UNIVERSITÀ E SCUOLA

Il genio di Majorana non è scomparso

Majorana approda a Lipsia nel 1933. È stato Fermi a spingerlo in questo viaggio all’estero, vincendo le sue titubanze. Nella città tedesca  interagisce fecondamente con Heisenberg e finalmente si decide a pubblicare il suo lavoro sul nucleo fatto da positroni e neutroni (un importante affinamento del modello proposto da Heisenberg). Sembra sereno, e nelle lettere alla madre racconta della città, che gli piace e frequenta, e scherza sull’Istituto di fisica “posto in posizione ridente, un po’ fuori mano, tra il cimitero e il manicomio”. Da Lipsia va poi a Copenhagen, dove intrattiene rapporti con Bohr e con i molti scienziati che a Copenhagen fanno tappa. Poi di nuovo a Lipsia. L’articolo di Majorana del 1933 sul nucleo a protoni-neutroni viene ampiamente valorizzato da Heisenberg sia nei seminari di Lipsia sia al Congresso Solvay a Bruxelles dell’ottobre del 1933. Il modello di nucleo di Heisenberg e Majorana aprirà la strada agli sviluppi tra il 1933 e 1934 della teoria di Fermi del decadimento beta: gli elettroni non esistono nel nucleo ma vengono creati nel decadimento di un neutrone in tre particelle: un protone, un elettrone e un neutrino. La nuova centralità riconosciuta al neutrone sarà alla base delle ricerche della scuola romana sulla radioattività indotta da bombardamento di neutroni, che porteranno al Nobel del 1938.
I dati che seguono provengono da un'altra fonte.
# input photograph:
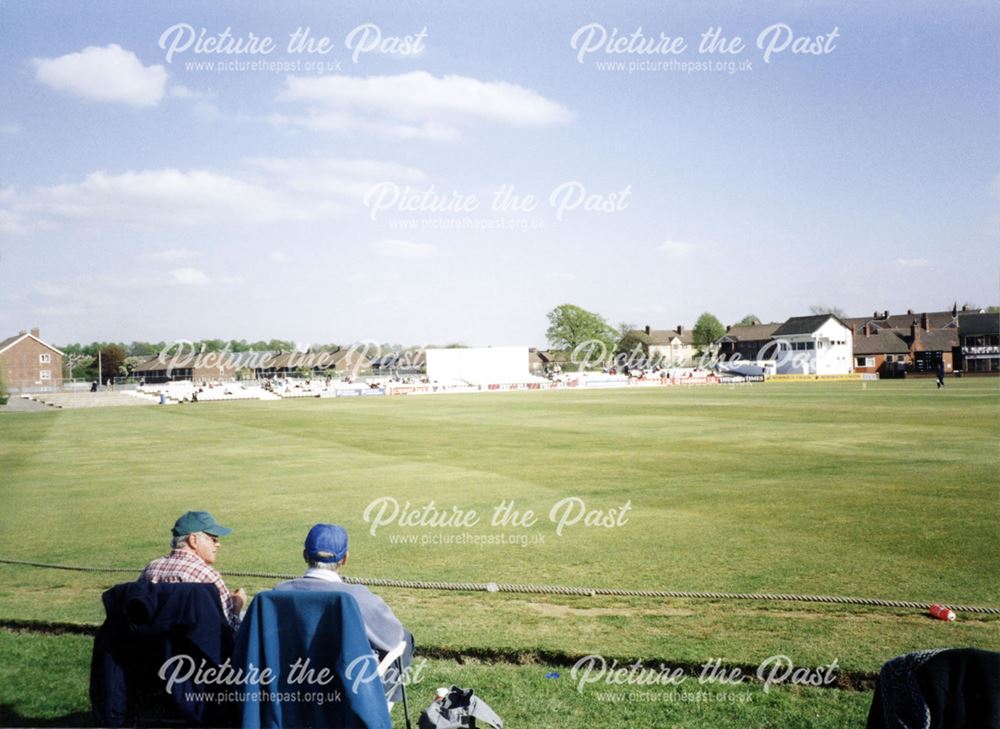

Majorana, tuttavia, rientrato a Roma perde contatto con l’Istituto, frequentandolo solo saltuariamente. Non pubblica più nulla per anni. Studia a casa. Sembra che coltivi in particolare i suoi interessi filosofici, leggendo specialmente gli scritti di Schopenauer. E probabilmente a questo periodo risale il manoscritto, pubblicato postumo (1942) a cura di Giovanni Gentile jr., sul “valore delle leggi statistiche nella fisica e nelle scienze sociali” che sottolinea la sua sensibilità per temi di tipo epistemologico. Tornato a Roma, Majorana non stava bene in salute, come scrive Amaldi, “una gastrite, i cui sintomi si erano già manifestati in Germania, ma sulle cui cause non si sa molto, salvo che i medici la collegarono a un inizio di esaurimento nervoso”. Certo in Germania aveva vissuto vicende che non l’avevano lasciato indifferente, per quanto si fosse sforzato di analizzare con lucidità e distacco i caratteri che andavano palesandosi del regime nazista anche confrontandolo con quello fascista. Molte polemiche sono state sollevate in seguito sulle sue presunte simpatie nei confronti del regime hitleriano, ma sono polemiche sterili. Majorana cercava di capire e cercava, nei limiti del possibile, vivendoli dall’interno, di trovare motivazioni razionali a comportamenti che stavano portando l’Europa alla catastrofe della guerra. Inoltre aveva fatto scalpore la tragica vicenda del suicidio di Ehrenfest del settembre dello stesso anno (1933).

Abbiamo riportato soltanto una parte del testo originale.